SSK 1950-1984 yılları arasında konut kredisi kullandırmıştır, 1963-1980 döneminde özel konut yatırımlarının %10 kadarı SSK tarafından finanse edilmiştir. 1984 yılında TOKİ’ye bağlı Toplu Konut Fonu’nun kurulması ile birlikte yeni konut kredisi vermeyi durdurmuş ve üyelerine yeni kredilerin fon aracılığıyla verilmesini istemiştir. Bununla birlikte 1984 öncesinde kredi kullananların geri ödemeleri 1990’lı yıllara kadar devam etmiştir. Esnaf, sanatkâr ve diğer bağımsız çalışanların sigorta kurumu olan Bağ-Kur da konut finansman sisteminin bir parçası olmuştur. Bağ-Kur, prim ödeyen sigortalılarına 1976-1980 yılları arasında ipotekli konut kredisi vermiş, ancak kredi olarak dağıttığı fonların yüksek enflasyon karşısında kısa sürede erimesi nedeniyle finansman sorunları yaşayan kurum, 1980 yılında kredi verme işlemini durdurmuştur.

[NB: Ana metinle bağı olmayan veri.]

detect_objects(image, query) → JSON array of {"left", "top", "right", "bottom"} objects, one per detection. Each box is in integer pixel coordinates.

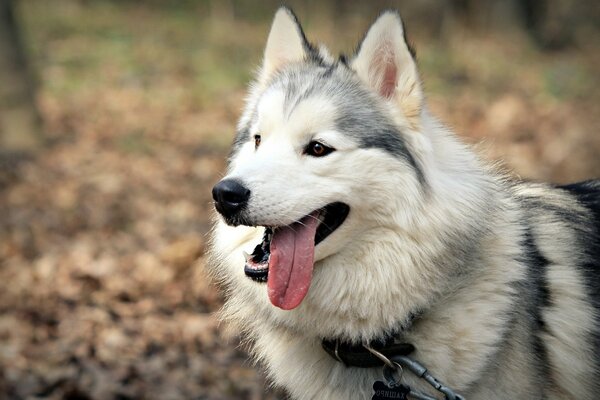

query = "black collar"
[
  {"left": 321, "top": 313, "right": 421, "bottom": 368},
  {"left": 321, "top": 339, "right": 415, "bottom": 368}
]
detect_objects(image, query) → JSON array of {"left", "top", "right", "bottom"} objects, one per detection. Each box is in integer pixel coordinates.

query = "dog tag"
[{"left": 371, "top": 381, "right": 410, "bottom": 400}]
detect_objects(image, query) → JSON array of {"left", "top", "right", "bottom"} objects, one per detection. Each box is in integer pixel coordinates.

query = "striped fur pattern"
[{"left": 209, "top": 8, "right": 600, "bottom": 400}]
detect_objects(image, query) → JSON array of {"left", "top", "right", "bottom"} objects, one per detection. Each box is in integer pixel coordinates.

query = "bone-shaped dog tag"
[{"left": 371, "top": 381, "right": 410, "bottom": 400}]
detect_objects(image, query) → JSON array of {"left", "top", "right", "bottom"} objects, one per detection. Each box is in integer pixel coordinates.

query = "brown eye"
[{"left": 304, "top": 140, "right": 335, "bottom": 157}]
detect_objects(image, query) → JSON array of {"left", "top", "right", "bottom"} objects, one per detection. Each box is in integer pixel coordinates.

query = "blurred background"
[{"left": 0, "top": 0, "right": 600, "bottom": 400}]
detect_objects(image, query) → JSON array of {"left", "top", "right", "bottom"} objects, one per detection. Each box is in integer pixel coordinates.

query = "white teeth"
[{"left": 242, "top": 251, "right": 252, "bottom": 262}]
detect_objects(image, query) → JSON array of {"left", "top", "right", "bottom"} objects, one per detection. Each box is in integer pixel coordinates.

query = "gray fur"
[{"left": 209, "top": 7, "right": 600, "bottom": 400}]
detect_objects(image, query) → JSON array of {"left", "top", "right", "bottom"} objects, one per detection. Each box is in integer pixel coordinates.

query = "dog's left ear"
[
  {"left": 259, "top": 6, "right": 310, "bottom": 82},
  {"left": 350, "top": 11, "right": 423, "bottom": 124}
]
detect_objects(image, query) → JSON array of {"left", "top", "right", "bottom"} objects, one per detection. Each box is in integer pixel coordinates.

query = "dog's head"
[{"left": 213, "top": 8, "right": 428, "bottom": 309}]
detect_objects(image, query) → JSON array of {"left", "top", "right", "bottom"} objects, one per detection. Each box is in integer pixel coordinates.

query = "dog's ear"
[
  {"left": 350, "top": 11, "right": 423, "bottom": 123},
  {"left": 259, "top": 6, "right": 310, "bottom": 82}
]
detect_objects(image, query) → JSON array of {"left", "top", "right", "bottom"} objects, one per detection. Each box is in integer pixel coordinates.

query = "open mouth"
[{"left": 244, "top": 202, "right": 350, "bottom": 310}]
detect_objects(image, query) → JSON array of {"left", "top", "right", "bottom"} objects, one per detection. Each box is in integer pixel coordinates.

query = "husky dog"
[{"left": 209, "top": 8, "right": 600, "bottom": 400}]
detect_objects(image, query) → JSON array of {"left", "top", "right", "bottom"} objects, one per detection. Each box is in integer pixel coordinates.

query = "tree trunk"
[{"left": 0, "top": 0, "right": 43, "bottom": 155}]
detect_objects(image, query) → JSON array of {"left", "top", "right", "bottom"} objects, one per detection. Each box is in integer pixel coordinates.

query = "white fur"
[{"left": 210, "top": 7, "right": 596, "bottom": 400}]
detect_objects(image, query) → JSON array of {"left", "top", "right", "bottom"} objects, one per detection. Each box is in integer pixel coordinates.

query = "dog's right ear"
[
  {"left": 350, "top": 11, "right": 423, "bottom": 125},
  {"left": 258, "top": 6, "right": 310, "bottom": 83}
]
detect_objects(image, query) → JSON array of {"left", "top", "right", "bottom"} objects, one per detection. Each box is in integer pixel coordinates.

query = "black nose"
[{"left": 213, "top": 179, "right": 250, "bottom": 218}]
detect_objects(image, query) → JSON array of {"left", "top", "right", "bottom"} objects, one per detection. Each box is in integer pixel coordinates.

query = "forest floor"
[{"left": 0, "top": 0, "right": 600, "bottom": 400}]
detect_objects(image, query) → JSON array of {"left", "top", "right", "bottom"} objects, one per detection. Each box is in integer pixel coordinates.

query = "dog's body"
[{"left": 210, "top": 9, "right": 600, "bottom": 400}]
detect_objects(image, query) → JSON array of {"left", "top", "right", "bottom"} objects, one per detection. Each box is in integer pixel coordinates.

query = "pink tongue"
[{"left": 267, "top": 211, "right": 319, "bottom": 310}]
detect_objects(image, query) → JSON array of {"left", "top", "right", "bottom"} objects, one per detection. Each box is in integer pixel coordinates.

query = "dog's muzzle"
[{"left": 212, "top": 179, "right": 250, "bottom": 220}]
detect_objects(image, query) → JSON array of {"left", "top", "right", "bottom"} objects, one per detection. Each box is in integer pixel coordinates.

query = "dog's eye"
[
  {"left": 304, "top": 140, "right": 335, "bottom": 157},
  {"left": 254, "top": 135, "right": 260, "bottom": 149}
]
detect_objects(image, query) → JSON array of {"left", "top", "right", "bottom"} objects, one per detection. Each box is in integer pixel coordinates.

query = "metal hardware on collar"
[
  {"left": 383, "top": 363, "right": 404, "bottom": 389},
  {"left": 321, "top": 338, "right": 415, "bottom": 368},
  {"left": 384, "top": 356, "right": 465, "bottom": 400},
  {"left": 360, "top": 343, "right": 402, "bottom": 371}
]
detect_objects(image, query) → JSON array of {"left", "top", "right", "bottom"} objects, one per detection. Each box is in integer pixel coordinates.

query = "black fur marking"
[
  {"left": 522, "top": 229, "right": 552, "bottom": 394},
  {"left": 336, "top": 107, "right": 426, "bottom": 185},
  {"left": 557, "top": 179, "right": 600, "bottom": 364}
]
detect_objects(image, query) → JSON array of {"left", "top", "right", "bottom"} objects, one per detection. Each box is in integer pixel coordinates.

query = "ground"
[{"left": 0, "top": 0, "right": 600, "bottom": 400}]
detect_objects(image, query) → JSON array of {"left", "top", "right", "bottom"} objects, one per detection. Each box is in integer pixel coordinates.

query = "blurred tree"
[{"left": 0, "top": 0, "right": 42, "bottom": 156}]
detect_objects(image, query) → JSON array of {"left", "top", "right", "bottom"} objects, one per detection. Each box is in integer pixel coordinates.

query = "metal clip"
[{"left": 392, "top": 356, "right": 465, "bottom": 400}]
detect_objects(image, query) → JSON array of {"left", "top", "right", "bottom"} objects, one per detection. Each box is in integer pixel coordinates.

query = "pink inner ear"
[
  {"left": 379, "top": 60, "right": 398, "bottom": 99},
  {"left": 371, "top": 43, "right": 398, "bottom": 99}
]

Krediler ev sahibi olmayan en az 5 yıllık üyelerine ve en az 15 üyenin oluşturduğu kooperatiflere kullandırılmıştır. Konut değerinin %80’ine kadar 15 yıl vade ile yıllık %5 faizden kredi sağlanmıştır. Türkiye’nin özgün ve başarılı bir modeli olan OYAK, 1 Mart 1961 tarihinde 205 sayılı Yasa ile kurulmuştur. Türk Silahlı Kuvvetleri (TSK) mensuplarının yardımlaşma ve emeklilik fonu olan OYAK’ın yapılanması ve faaliyetleri 205 sayılı Yasa ile özel hukuk hükümleri ile Genel Kurul kararlarına tabidir. Üyelerinin konut sahibi olmalarına yardımcı olmak OYAK’ın önemli amaçlarından biridir.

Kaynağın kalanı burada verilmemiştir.